NIGHTSTAND

Books we recommend

 

 

THIS IS SHAKESPEARE By Emma Smith

Pantheon Books, $29

 

This is Shakespeare might be the closest thing there is to sitting in a pub (ale and crisps at hand) while listening to an Oxford University professor and leading Shakespearean scholar hold forth on her favorite playwright. In this volume, she leaves pesky footnotes and marginalia behind. Each of twenty plays gets its own chapter, and the reader is carried back to the Elizabethan age with its occasionally disconcerting customs (like bear baiting) while Smith’s kaleidoscopic knowledge illuminates the plays — interpreting them by the standards of both Shakespeare’s time and our own.

 

In a particularly insightful chapter on Romeo and Juliet, we find there’s a lot to learn. It’s not news that Shakespeare borrowed other author’s plots, but it comes as a surprise that in the 16th century, novelty in the arts was cause for suspicion and “reworking and rewriting existing texts was the sign of the artist.” Though we know how the plays end, the emotional lives of Shakespeare’s characters resonate with our own. Their comedies and tragedies touch our hearts and remind us, if we need reminding, that we share a common fate.    

Helen Mitsios

 

 

 

SEINFELDIA: How A Show About Nothing Changed Everything By Jennifer Keishin Armstrong

Simon & Schuster, $17

 

I thought I knew everything about Seinfeld. Then I read Seinfeldia, which tells the behind-the-scenes stories of how the show came to be on its way to becoming a phenomenon. (The show has earned over $3 billion in syndication.) Through interviews with the show’s vast cast members, and writers and producers – sans creators Jerry Seinfeld and Larry David – Armstrong, who spent a decade at Entertainment Weekly, gives the most deconstructive look at how this show about nothing became something, no matter how nonsensical it may have appeared on screen. 

 

“Seinfeldia” is an actual place, says Armstrong, that Seinfeld and David “constructed themselves…when they blurred the boundaries between their fictions and reality like no show before.”

 

Speaking of reality, the biggest reveal among the 336 pages, to me, was how Larry David used the writers for their real-life experiences to be used in Seinfeld scripts, then replaced them every season with new writers to get fresh stories. Because of that, the show, considered the greatest comedy and even overall show of all time for its impact on pop culture (even travel) gave us so many memorable episodes and lines now part of our lexicon – sponge worthy, master of your domain, the pop in, the big salad, assman.

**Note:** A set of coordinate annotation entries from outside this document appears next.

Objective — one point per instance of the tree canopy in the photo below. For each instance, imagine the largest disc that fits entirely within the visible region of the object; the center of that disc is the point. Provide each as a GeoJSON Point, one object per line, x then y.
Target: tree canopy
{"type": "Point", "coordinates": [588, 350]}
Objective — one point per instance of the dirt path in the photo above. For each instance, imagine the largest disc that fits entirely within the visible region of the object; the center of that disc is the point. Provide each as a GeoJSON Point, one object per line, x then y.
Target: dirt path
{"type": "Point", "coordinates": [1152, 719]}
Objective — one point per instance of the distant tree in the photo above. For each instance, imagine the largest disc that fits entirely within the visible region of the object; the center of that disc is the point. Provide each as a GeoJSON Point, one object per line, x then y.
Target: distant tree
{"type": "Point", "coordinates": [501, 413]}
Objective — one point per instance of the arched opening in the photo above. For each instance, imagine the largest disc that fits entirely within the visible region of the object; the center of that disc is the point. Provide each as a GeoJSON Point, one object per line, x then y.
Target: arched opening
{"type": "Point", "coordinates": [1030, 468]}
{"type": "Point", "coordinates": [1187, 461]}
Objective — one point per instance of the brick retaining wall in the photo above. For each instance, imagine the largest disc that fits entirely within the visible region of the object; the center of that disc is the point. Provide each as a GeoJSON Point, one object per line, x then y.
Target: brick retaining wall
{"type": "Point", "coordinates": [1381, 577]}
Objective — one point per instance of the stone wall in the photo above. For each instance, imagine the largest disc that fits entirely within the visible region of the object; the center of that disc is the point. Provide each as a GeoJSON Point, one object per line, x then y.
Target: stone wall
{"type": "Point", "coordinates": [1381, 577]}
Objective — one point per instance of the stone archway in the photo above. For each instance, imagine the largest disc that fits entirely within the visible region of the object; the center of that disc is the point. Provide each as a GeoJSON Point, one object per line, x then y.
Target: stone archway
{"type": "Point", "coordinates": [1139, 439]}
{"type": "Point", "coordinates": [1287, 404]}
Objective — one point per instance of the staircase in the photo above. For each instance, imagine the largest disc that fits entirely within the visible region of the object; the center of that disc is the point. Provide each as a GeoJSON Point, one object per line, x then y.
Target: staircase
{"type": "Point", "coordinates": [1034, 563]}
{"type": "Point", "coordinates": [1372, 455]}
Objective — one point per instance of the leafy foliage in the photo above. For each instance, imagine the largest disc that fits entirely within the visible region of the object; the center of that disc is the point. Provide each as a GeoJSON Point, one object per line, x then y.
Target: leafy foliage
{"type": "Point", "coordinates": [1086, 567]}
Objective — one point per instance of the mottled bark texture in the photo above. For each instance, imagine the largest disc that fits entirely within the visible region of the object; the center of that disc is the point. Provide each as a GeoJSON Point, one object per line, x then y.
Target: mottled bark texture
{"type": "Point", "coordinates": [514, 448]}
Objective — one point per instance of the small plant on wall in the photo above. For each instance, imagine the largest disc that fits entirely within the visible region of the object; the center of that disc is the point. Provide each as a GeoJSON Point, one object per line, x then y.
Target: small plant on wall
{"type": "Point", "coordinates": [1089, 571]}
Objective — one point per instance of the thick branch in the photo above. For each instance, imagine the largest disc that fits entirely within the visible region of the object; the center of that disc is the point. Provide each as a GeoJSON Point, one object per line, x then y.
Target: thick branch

So, if you’re looking for a book to read, yada, yada, yada, this one’s for you.  

Jason Stahl

 

 

 

BRUCE LEE by Matthew Polly

Simon & Schuster, $20

 

Bruce Lee is a legend of mythical yet tragic proportions. Yes, he was a famous martial artist (the greatest, actually) and subsequently a cultural icon, but how much do we really know about Bruce?

 

Author Matthew Polly, who spent two years studying kung fu at the Shaolin Temple in Henan, China, spent 10 years researching and conducting interviews to write the most in-depth look at Lee, aka the Little Dragon. Did you know he taught cha-cha lessons for a dollar? Considered going to dental school? Had an undescended testicle? Is part Jewish (via his Dutch Jewish great-grandfather)? I mean, let’s face it. It wasn’t until after he died at the uber young age of 32 in Hong Kong that he became a bona fide star in the United States.

 

Born in San Francisco, Lee, who started acting as a baby, spent years trying to make it big in Hollywood, appearing in TV shows such as The Green Hornet. But he was finally recognized for his talent in the film The Big Boss. This led to his three most famous and, sadly, final movies: Fist of Fury, Way of the Dragon and Enter the Dragon; the latter, Lee’s last movie, was his first and only starring role in a Hollywood film (the first two he starred in but were produced by a Hong Kong company).  

 

Polly’s biography tells the tales of how Lee was kicked out of school for fighting, started his first martial arts school in Seattle at 19, then moved to Oakland and Los Angeles. It was in L.A. where Lee was the teacher or “sifu” for such stars as James Coburn, Kareen Abdul Jabbar, Chuck Norris, and the coolest cat ever, Steve McQueen, who Lee wanted to be more famous than. And eventually was.

 

Bruce wanted to be rich and famous and the “best kung fu man in the world!” He squandered money to live a lavish life. He was always ultra-confident. In 1969, when nobody thought this short Asian guy would be anything but a trainer or fight choreographer, Lee wrote a letter to himself setting out a goal: “Starting 1970 I will achieve world fame and from then onward till the end of 1980 I will have in my possession $10,000,000.” Lee accomplished everything he set his mind to.